Hacker News new | ask | show | jobs
by srean 4320 days ago
It is light years far from ideal. There are two variants of this much parroted line (i) Numpy, Scipy are just C loops, and (ii) 'just do the intensive parts in C', both leave a lot more to be desired.

Yes numpy, scipy indeed dispatch to precompiled C and sometimes Fortran loops but the problem lies elsewhere, in its vectorization paradigm. It is just extremely wasteful. There are two problems:

(a) it is not expressive enough to capture efficient computation without generating unnecessary intermediate arrays whose sole objective is to make it possible to write the computation as a vectorized operation. Unlike Matlab in the past, numpy, scipy are at least smart about broadcasting. This often allows one to avoid constructing those intermediates in memory. However, this comes at an extra indirection that affects all array operations via the stride vector. You pay the cost of indirection whether you need it or not.

(b) The second problem is generation of temporaries when you chain several binary operations. These temporaries get allocated, filled and destroyed over and over again within a single expression which itself might be in a loop. This costs computation, memory, not to mention GC pressure. There is of course numexpr but it is also quite limiting. For instance you cannot index or slice from within a numexpr expression. It offers limited set of reduce operations, in an expression you can use only one, and it must be the last one in the sequence of operations.

Then there is 'write to C'. If we have not eliminated the need to write C we have not really solved the hard problems have we. I think the whole point was to avoid writing low level code because it is error prone, tedious and that it often comes at the cost of productivity. The drop down to C imposes an unnecessary break in flow and forces you to tackle the impedance mismatch. Tools like Cython eases this a bit. You cannot for example use numpy array expressions efficiently from Cython, you have to write those tedious low level indexing code. If I were to write C, I would rather write it in C syntax and take advantage of the decades of tooling around C syntax. Cython is great and an awesome community effort, but it still quite a simple compiler and has limitations.

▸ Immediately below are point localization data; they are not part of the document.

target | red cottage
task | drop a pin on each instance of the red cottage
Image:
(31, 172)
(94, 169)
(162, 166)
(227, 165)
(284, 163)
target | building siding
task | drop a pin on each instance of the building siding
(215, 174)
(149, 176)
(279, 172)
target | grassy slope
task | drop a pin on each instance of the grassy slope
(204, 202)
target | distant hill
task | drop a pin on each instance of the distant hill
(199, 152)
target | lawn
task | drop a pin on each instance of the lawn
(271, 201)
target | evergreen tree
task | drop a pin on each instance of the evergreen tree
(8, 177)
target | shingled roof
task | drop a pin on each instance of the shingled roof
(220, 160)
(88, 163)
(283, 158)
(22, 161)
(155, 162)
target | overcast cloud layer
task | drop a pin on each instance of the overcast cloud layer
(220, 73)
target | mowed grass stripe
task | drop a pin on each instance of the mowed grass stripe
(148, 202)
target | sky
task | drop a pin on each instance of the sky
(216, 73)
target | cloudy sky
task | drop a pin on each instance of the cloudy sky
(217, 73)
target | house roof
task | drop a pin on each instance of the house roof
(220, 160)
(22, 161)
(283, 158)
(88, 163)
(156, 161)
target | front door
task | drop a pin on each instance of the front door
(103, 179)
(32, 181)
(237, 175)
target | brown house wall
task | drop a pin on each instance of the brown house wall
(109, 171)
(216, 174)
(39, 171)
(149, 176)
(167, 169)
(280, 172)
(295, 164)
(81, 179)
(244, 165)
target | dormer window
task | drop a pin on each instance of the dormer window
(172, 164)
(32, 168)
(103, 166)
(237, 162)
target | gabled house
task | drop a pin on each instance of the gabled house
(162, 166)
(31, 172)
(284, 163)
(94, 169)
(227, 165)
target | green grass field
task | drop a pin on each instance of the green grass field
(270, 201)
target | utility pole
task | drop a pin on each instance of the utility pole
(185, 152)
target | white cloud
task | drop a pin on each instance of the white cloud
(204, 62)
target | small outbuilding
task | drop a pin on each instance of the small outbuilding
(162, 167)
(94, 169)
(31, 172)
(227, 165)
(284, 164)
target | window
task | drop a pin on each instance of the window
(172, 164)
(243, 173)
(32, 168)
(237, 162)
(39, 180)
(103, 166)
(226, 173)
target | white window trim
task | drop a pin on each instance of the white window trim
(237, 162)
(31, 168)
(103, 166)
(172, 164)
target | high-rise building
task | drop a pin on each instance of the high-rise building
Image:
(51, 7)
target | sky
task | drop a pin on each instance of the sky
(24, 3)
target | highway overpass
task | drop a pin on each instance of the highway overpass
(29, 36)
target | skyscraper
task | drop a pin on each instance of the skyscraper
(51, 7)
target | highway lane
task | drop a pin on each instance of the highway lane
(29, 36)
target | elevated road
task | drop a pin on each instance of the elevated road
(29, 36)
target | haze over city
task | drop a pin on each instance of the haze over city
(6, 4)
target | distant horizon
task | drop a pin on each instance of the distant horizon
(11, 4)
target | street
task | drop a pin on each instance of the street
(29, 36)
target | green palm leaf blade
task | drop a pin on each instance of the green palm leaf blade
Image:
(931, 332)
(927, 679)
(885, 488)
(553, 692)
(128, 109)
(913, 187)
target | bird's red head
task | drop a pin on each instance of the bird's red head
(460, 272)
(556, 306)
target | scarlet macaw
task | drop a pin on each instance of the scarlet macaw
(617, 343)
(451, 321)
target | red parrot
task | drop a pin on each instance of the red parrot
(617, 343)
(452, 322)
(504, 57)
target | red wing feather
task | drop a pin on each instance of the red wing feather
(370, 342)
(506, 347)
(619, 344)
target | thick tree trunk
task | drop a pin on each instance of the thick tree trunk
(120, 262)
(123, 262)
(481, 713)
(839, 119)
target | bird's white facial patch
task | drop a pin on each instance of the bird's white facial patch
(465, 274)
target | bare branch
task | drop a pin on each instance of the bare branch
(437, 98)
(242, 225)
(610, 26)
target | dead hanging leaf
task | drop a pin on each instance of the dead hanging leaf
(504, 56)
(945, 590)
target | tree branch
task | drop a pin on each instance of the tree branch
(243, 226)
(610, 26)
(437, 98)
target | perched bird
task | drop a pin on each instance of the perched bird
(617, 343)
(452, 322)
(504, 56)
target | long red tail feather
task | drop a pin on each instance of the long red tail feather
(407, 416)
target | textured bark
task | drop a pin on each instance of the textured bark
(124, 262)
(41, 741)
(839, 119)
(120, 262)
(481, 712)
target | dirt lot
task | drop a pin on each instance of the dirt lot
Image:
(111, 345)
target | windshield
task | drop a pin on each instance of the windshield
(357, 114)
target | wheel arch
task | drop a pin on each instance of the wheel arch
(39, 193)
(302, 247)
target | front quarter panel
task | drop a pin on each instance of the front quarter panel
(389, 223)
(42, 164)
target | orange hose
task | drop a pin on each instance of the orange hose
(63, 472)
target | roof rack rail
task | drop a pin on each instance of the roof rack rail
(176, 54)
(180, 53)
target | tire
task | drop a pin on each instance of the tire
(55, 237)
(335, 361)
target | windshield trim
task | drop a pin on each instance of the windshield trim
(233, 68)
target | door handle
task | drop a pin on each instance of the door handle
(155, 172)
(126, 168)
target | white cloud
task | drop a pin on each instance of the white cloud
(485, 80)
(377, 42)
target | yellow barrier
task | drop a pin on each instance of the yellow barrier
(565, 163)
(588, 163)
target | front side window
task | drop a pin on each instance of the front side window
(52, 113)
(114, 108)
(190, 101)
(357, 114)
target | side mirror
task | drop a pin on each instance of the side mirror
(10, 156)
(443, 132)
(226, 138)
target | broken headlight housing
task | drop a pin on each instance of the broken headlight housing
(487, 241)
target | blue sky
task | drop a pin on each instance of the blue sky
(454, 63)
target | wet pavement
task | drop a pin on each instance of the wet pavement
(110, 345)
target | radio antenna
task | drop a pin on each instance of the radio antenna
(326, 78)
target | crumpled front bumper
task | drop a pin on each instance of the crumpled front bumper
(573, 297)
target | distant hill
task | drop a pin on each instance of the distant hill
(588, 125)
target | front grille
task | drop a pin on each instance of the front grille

So far I have been talking only about ease of use, quality of programming experience etc etc, but that is not the only issue here. The problem is calls to C and more importantly callbacks from C to Python are expensive enough to be non-ignorable. If you have a hot loop where you go back and forth between C/Fortran world and Python thats going to incur a serious hit. The solution is to make the containing piece of Code into C/Fortran/Cython, so it ends up swallowing more and more of the application logic, leaving only but a shell of I/O in the Python world.

Its not the end of the world but not quite the rosy picture you give. Another issue is cultural, its common among many newer programmers not to have really experienced fast runtimes, of course this is a generalization and does not apply to all, but have seen it happen frequently enough. They are greatly amazed by what I would call only modest improvement in runtimes and they would be cheering "Wow! so speed much fast!" etc.

All of these make me be really hopeful about Julia. Interacting with the community gives me the feeling that they get it. Julia is an expressive language, already quite performant and not saddled by limitations of vectorization. I do like the terseness of vectorized expressions over loops, this is being filled by devectorize.jl. Yes there are more libraries available in R or Scipy but given the ease with which one can code in Julia I dont see this to be an unsurmountable problem. Every language has to begin somewhere and unlike say other competing solutions like Torch7 I find the community very friendly, responsive and pragmatic. It seems they spend conscious effort to keep it that way. So, Julia community, here is wishing all the best.

I do love Python a lot, and I mean really really a whole lot (except for its OOP parts) but this self cheering gets a little too much at times.

2 comments

I have used CFFI in a few projects for writing a core computation in actual, pure C, and dynamically calling it from Python. Performance is really great, I vastly prefer it over Cython.

But, it doesn't solve the vectorization problem. Often times, you have to transform simple iterative algorithms to a convoluted vectorized mess if you want to have decent performance. Not every procedure is easily expressed as matrix multiplication.

This is a very real cognitive tax of the vectorized approach. Thank you for your writeup!

But why do you prefer it over Cython, since it can also wrap "actual, pure C, and dynamically [call] it from Python"?

What is the vectorization problem? Both Cython and Julia allow you to write tight loops and have them perform well.

In CFFI, you write either Python, or C. In Cython, you additionally write a weird dialect that is neither C nor Python. I prefer straight C over Cython.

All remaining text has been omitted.